First, let me start by saying that I feel single mothers have received a bad rap. Households led by a single parent increased 10-fold in the last half of the 20th century, the vast majority of which headed by mothers. During that time, many seemed too eager to blame every societal problem on single-parent households. Children are too angry, too sad, too loud, or too shy, commentators would argue. And it's all because the father isn't present...
While sometimes misguided, I understand the inclination. We all want what's best for children and want them to grow up to become happy, healthy, and productive adults. And of course, an engaged father is not some magic spell that casts success on any child who has one. I'm sure we could find plenty of examples to the contrary.
Here comes the BUT...
But, on average over the long-term, children who have two engaged parents, both mother and father, do better than children who don't.
While researching the topic on ECKLC, I came across the article "Appreciating How Fathers Give Children a Head Start." I had read the article before, but hadn't visited it in quite a few years. The article itself is extensively researched, including 46 footnote citations and a suggested reading list of 11 books. I could write a dozen blogs using the content presented in this article alone.
From the very first paragraph, you see that engaged fatherhood is not a substitute for engaged motherhood, but that both parents bring valuable skills to parenting that work best when they're used together.
"Scholars now know that boys and girls who grow up with an involved father, as well as an involved mother, have stronger cognitive and motor skills, enjoy elevated levels of physical and mental health, become better problem-solvers, and are more confident, curious, and empathetic. They also show greater moral sensitivity and self-control."
In one section, "Fathers Help Prepare Children for the Real World," the article touches on how fatherly love perfectly compliments motherly love.
"Generally speaking, fathers tend to see their child in relation to the rest of the world, while mothers tend to see the rest of the world in relation to their child... fathers help children prepare for the reality and harshness of the real world, and mothers help protect against it. Both are necessary as children grow into adulthood."

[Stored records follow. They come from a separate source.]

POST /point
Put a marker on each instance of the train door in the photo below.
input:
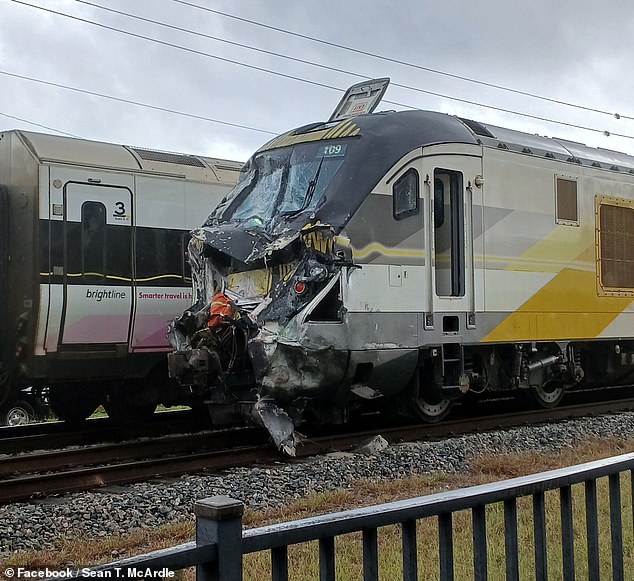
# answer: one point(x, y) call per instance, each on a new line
point(449, 180)
point(97, 278)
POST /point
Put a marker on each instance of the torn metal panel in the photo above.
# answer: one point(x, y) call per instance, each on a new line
point(278, 424)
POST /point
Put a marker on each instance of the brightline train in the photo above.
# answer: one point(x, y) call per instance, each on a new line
point(401, 260)
point(93, 266)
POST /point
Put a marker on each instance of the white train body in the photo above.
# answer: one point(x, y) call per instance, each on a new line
point(93, 258)
point(401, 260)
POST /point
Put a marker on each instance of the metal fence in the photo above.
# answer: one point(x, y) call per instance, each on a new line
point(221, 543)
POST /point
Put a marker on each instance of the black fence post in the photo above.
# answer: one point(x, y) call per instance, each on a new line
point(219, 522)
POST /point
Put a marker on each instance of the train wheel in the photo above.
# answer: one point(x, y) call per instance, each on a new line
point(72, 403)
point(548, 395)
point(429, 404)
point(18, 413)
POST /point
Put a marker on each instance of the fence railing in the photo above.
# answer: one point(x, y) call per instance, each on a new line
point(221, 543)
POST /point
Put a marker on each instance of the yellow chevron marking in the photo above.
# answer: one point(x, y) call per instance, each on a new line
point(559, 247)
point(568, 307)
point(343, 129)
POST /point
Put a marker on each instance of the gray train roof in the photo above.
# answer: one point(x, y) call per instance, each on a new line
point(69, 150)
point(550, 147)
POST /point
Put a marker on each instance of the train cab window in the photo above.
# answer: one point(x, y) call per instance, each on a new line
point(566, 194)
point(449, 233)
point(405, 195)
point(616, 246)
point(93, 240)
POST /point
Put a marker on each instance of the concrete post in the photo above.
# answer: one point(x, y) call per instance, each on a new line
point(219, 521)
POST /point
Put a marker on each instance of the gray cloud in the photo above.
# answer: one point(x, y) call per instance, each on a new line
point(571, 51)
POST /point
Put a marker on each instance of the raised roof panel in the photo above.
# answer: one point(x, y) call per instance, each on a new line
point(56, 148)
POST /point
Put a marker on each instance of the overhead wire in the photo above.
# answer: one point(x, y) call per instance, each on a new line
point(132, 102)
point(336, 69)
point(35, 124)
point(402, 62)
point(296, 78)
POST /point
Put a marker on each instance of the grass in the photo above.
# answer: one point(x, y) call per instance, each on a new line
point(303, 559)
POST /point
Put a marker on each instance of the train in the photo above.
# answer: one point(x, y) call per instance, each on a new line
point(401, 261)
point(93, 267)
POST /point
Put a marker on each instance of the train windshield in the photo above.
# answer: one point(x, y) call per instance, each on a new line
point(284, 182)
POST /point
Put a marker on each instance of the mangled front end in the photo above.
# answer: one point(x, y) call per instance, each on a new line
point(244, 344)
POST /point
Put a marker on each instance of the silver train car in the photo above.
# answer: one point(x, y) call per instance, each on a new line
point(93, 267)
point(402, 260)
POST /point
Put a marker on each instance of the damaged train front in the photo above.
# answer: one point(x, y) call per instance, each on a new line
point(264, 266)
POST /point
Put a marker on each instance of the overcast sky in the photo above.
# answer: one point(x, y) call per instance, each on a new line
point(574, 51)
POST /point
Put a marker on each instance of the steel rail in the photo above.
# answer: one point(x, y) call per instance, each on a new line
point(85, 478)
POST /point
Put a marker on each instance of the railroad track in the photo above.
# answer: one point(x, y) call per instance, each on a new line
point(57, 434)
point(55, 472)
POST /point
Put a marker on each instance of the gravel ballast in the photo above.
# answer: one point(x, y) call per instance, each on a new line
point(101, 513)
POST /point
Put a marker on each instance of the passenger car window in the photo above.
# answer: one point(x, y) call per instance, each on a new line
point(405, 195)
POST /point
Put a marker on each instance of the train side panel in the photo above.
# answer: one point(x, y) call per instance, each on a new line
point(543, 250)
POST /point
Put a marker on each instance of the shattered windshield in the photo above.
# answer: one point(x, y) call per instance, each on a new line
point(285, 181)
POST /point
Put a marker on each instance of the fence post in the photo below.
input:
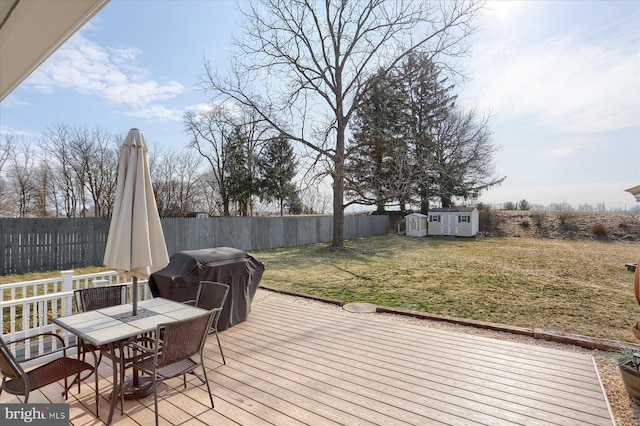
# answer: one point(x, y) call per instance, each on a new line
point(67, 286)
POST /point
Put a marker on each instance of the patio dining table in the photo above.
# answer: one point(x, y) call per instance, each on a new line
point(108, 327)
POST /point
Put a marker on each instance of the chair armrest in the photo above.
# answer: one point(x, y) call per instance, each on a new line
point(137, 346)
point(36, 346)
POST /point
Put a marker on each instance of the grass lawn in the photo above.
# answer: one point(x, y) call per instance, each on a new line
point(570, 286)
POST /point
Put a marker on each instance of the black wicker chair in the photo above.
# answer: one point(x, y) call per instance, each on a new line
point(176, 351)
point(212, 295)
point(90, 299)
point(17, 381)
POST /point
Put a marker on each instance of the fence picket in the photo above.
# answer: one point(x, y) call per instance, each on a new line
point(45, 244)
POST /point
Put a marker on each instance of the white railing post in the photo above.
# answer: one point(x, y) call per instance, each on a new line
point(100, 283)
point(67, 286)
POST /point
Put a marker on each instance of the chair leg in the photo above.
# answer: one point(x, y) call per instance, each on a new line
point(155, 397)
point(220, 346)
point(95, 370)
point(206, 380)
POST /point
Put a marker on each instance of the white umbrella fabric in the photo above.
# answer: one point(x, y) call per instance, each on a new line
point(135, 245)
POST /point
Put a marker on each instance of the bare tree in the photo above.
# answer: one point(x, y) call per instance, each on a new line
point(319, 57)
point(21, 175)
point(57, 148)
point(230, 140)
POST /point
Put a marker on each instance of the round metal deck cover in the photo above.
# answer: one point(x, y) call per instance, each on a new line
point(360, 307)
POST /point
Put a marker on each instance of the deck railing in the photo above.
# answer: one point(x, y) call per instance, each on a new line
point(28, 307)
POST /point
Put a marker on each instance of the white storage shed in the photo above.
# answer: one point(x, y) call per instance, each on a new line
point(416, 225)
point(454, 221)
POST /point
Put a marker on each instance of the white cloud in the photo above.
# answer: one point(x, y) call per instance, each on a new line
point(570, 83)
point(111, 73)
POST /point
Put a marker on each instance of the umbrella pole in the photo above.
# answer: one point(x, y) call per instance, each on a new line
point(134, 295)
point(137, 387)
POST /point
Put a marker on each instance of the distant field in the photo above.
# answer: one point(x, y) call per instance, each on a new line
point(571, 286)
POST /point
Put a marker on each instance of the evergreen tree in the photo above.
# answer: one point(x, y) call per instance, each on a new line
point(240, 181)
point(277, 170)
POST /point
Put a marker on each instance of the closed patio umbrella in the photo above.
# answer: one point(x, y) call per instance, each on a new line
point(135, 245)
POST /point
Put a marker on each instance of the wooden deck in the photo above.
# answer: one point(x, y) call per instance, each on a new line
point(292, 363)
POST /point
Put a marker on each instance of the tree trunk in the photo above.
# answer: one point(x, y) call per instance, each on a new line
point(338, 189)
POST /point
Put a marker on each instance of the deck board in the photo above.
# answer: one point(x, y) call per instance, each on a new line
point(293, 363)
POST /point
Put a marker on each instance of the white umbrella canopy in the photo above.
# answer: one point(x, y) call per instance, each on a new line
point(135, 245)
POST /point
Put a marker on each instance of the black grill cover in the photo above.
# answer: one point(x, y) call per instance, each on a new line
point(179, 280)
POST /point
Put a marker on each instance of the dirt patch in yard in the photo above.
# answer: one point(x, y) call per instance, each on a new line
point(565, 225)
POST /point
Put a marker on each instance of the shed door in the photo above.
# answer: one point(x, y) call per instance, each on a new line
point(449, 224)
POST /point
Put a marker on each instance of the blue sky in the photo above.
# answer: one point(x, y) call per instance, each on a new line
point(561, 81)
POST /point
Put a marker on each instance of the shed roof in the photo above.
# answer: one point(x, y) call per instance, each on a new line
point(635, 191)
point(453, 209)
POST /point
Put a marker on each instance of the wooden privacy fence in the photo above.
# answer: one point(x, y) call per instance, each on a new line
point(30, 245)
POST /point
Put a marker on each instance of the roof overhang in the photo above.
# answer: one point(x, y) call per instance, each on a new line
point(31, 30)
point(635, 191)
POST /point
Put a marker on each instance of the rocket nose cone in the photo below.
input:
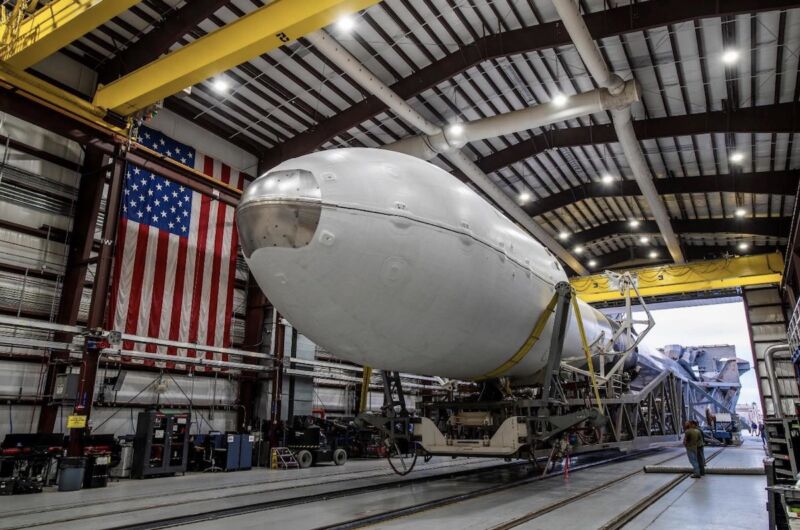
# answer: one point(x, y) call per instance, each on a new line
point(280, 209)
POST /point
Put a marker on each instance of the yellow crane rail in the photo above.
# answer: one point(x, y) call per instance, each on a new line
point(690, 277)
point(54, 26)
point(257, 32)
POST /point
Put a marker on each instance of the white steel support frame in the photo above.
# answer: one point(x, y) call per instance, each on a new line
point(570, 15)
point(354, 69)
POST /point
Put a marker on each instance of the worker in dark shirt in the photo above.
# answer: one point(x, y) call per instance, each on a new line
point(692, 438)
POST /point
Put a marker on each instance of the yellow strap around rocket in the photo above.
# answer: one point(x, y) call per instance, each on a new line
point(586, 352)
point(526, 347)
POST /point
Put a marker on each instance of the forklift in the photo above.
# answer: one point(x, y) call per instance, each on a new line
point(314, 440)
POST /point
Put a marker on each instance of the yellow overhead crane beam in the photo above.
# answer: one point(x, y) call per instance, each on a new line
point(54, 26)
point(690, 277)
point(257, 32)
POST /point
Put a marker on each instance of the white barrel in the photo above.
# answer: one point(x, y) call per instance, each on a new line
point(388, 261)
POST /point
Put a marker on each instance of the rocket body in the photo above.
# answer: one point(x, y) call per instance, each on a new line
point(388, 261)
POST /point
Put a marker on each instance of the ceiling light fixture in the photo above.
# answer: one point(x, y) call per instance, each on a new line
point(456, 129)
point(730, 56)
point(559, 99)
point(346, 24)
point(220, 85)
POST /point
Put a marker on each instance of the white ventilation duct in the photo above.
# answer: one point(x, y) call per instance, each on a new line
point(446, 140)
point(355, 70)
point(623, 124)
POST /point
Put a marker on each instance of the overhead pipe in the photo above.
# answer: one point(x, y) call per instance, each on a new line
point(623, 125)
point(356, 71)
point(447, 140)
point(782, 351)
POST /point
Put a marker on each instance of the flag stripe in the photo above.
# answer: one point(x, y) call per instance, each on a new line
point(111, 318)
point(158, 278)
point(137, 277)
point(177, 294)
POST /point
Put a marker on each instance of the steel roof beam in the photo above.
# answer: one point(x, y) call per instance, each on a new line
point(602, 24)
point(769, 182)
point(780, 118)
point(759, 226)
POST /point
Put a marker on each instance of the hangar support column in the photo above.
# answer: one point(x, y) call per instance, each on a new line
point(87, 208)
point(257, 307)
point(97, 307)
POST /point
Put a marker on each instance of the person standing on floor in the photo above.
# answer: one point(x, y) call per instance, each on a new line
point(692, 438)
point(701, 456)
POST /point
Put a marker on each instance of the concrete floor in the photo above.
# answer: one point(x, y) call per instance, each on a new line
point(707, 503)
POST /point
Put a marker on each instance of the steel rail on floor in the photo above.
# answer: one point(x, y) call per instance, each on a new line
point(412, 510)
point(305, 499)
point(620, 520)
point(359, 490)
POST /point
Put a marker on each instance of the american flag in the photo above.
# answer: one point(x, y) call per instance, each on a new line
point(175, 259)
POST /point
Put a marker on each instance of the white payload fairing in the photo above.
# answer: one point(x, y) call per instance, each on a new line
point(388, 261)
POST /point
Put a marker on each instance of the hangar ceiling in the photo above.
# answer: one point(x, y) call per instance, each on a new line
point(717, 120)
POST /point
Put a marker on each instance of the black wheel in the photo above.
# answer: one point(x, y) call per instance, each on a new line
point(402, 462)
point(339, 457)
point(304, 458)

In another example about discipline, it states:
"Fathers tend to observe and enforce rules systematically and sternly, which teach children the objectivity and consequences of right and wrong. Mothers tend toward grace and sympathy in the midst of disobedience, which provide a sense of hopefulness. Again, either of these by themselves is not good, but, together, they create a healthy, proper balance."
Back to these rooms of women, many of whom are mothers themselves... While Head Start policy makers are constantly talking about the importance of fathers and getting fathers involved, mothers (and particularly single mothers) can often feel like their contributions (which are vastly larger overall) aren't appreciated. Quite the contrary. The reason we talk about fatherhood so often is that it takes a lot of extra effort to get fathers engaged. And just like a father can't be a mother, a mother can't be a father. Rather, they are perfectly complimentary.
If I've said it once, I've said it a thousand times... If a child's father is around, it is imperative that we as Head Start staff do everything we can to engage him in his child's education. Exhaust every avenue, overcome objections, and do our best to not take no for an answer. I know it can be challenging, but most things that are worth doing are. It takes planning, it takes a strategy, but most importantly, it takes the firm decision that you're going to make it a priority for your program no matter how hard it seems.